Suzanne Kirkbright's Karl Jaspers biography

Suzanne Kirkbright's 2004 Karl Jaspers biography contains one remarkable omission and at least one incomprehensible sentence.

I can make no sense of this:
Jaspers' actions on behalf of his wife's and his own sense of dignity were, however, largely halted by Hitler's takeover of power as Chancellor on 30 January 1933." [pg 142]
She is speaking of 1937 and after - specifically his diary from 1939 to 1942. She completely evades the question of how Jaspers obtained exemption. She utterly evades the issue of what was required of him morally - ethically - to protect Gertrud in light of what befell her brothers in the years 1933 and after given that Gertrud had sacrificed all for him: she had no career which she could pursue upon emigration or even as grounds for emigration other than to Palestine.

Which actions of his were "halted"?

The footnotes to a book she cites are more revealing: Ehrlich and Wisser pg 334 explicitly discuss Gustav Adolf Scheel and his likely or possible role in the protection of Jaspers. Perhaps her intent was not to tar the name of Jaspers with the misdeeds of Scheel - Wisser and Ehrlich are less circumspect and do not suppress the Hans Saner footnote.

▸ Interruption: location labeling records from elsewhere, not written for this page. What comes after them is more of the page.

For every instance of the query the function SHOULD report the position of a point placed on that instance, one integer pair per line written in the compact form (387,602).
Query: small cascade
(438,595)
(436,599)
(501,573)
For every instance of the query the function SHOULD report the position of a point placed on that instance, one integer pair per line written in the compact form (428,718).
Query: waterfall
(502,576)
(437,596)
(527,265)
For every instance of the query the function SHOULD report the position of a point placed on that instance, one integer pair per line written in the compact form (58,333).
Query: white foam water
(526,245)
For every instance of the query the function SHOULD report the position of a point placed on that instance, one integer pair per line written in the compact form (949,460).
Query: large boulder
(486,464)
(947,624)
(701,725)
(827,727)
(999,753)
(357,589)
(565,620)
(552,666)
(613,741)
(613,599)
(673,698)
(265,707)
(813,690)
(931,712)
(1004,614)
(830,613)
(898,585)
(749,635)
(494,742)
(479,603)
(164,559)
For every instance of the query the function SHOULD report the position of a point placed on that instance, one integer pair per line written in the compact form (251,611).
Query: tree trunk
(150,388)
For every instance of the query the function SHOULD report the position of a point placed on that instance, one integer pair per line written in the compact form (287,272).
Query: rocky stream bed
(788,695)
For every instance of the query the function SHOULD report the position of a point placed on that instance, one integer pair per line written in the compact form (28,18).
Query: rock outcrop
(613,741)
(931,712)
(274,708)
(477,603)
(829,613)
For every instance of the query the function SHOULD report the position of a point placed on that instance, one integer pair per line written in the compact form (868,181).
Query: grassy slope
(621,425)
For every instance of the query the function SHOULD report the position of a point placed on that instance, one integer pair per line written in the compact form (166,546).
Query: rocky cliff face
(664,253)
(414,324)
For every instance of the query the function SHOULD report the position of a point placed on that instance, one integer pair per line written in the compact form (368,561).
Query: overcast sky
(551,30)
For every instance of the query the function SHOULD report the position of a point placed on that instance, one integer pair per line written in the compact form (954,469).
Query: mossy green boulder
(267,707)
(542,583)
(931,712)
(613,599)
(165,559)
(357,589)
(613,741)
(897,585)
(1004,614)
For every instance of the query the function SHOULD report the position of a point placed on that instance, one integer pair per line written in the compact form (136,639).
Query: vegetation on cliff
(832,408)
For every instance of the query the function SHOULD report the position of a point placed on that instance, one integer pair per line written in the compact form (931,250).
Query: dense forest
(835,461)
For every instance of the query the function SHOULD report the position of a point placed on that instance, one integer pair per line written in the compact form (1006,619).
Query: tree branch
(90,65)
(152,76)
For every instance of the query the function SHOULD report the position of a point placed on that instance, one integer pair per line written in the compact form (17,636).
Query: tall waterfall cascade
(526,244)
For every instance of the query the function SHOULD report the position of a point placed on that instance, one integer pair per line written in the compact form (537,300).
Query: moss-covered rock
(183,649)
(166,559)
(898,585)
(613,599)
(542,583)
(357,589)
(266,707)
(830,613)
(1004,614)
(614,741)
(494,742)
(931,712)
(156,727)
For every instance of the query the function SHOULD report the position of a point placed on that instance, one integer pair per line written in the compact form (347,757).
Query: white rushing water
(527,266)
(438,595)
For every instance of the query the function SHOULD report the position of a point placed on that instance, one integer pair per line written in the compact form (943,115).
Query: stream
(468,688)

It is troubling that Gertrud advised Jaspers against publishing his note on Heidegger in the first Edition of the Schilpp volume on Jaspers: Jaspers would have preferred to keep quiet about Heidegger even - or perhaps especially - during the "whitewash" years at Heidelberg. Had it been common knowledge that Heidegger was so close to Jaspers, had Jaspers August 23, 1933 letter to Heidegger been known - Jaspers could not have been called upon by Heidelberg.  It places the eventual post-war flight of Jaspers to Basel in quite a different light.

We are told that during the war Jaspers took inner flight to the thought of the East, as did Hermann Hesse - but not Dietrich Bonhoeffer and many others.  There is no record of Jaspers speaking up when the first objections slowed the implementation of Action T4 "euthanasia" as a key step in selective democide.

One aid will be to have the 1923, 1946 and 1961 editions laid out as web e-documents along with the 1933 "Theses" of Jaspers and his letter to Heidegger.

In many matters we have only Jaspers declarations to go by, so his letter to his parents [quoted in Kirkbright, pg 150] is critical to assessing his thought and not his thought as he chose to present it in the post-war years.

I am still without access to a first edition of Die Geistige Situation der Zeit which is also critical: one must see the actual revisions just as we now look for these in Heidegger's work and in such texts as Elfride Heidegger's letter to Malvine Husserl.